Creating Supportive Educational Environments
Teacher Training and Awareness
There is an overarching need to sensitize and educate widely on the topic of autism from teachers, to support staff, school psychologists, and peers of autistic youth. This should concentrate on the unique presentations of autism in girls and include the subsequent impact of missed or overlooked diagnoses has on the girls’ education experiences and outcomes.
Professional development should focus on:
- Recognizing diverse autism presentations: Moving beyond stereotypical male-centered criteria
- Understanding masking behaviors: Learning to identify subtle signs of camouflaging
- Cultural competency: Overall, ASD prevalence was lower among non-Hispanic White children and higher among Hispanic, Black, and Asian or Pacific Islander children, requiring culturally responsive approaches
- Trauma-informed practices: Understanding the connection between masking and mental health outcomes
Environmental Modifications
Research examining autism resource bases describe protective features such as a ‘safe’ base, staff with specialised knowledge, individualised support and curriculum flexibility. This specialist setting may reduce the pressure for autistic pupils to camouflage their needs, enabling them to meet their academic and social potential. Resource bases may also increase peer awareness and understanding, which are important features of social inclusion and a key requirement for reducing camouflaging.

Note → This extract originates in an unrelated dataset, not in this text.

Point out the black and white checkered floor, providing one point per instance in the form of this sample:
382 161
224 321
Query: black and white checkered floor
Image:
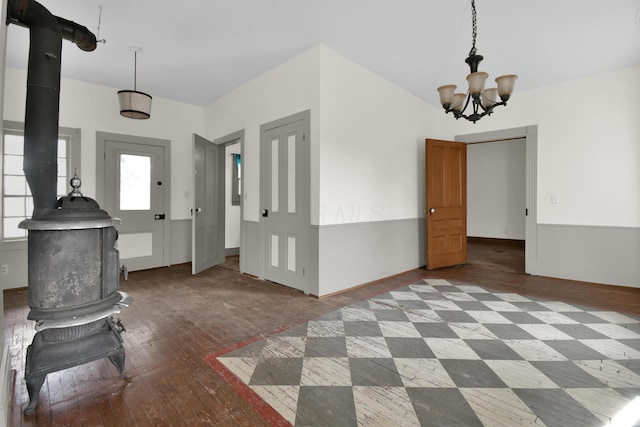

Key environmental considerations include:
- Sensory accommodations:
- Flexible seating options
- Lighting adjustments
- Noise management strategies
- Sensory break spaces
- Social supports:
- Structured peer interactions
- Clear social expectations
- Alternative communication methods
- Lunch and recess support
- Academic modifications:
- Students with autism learn better with pictures and demonstrations. Limit long verbal instructions and provide visual cues and written instructions, when possible.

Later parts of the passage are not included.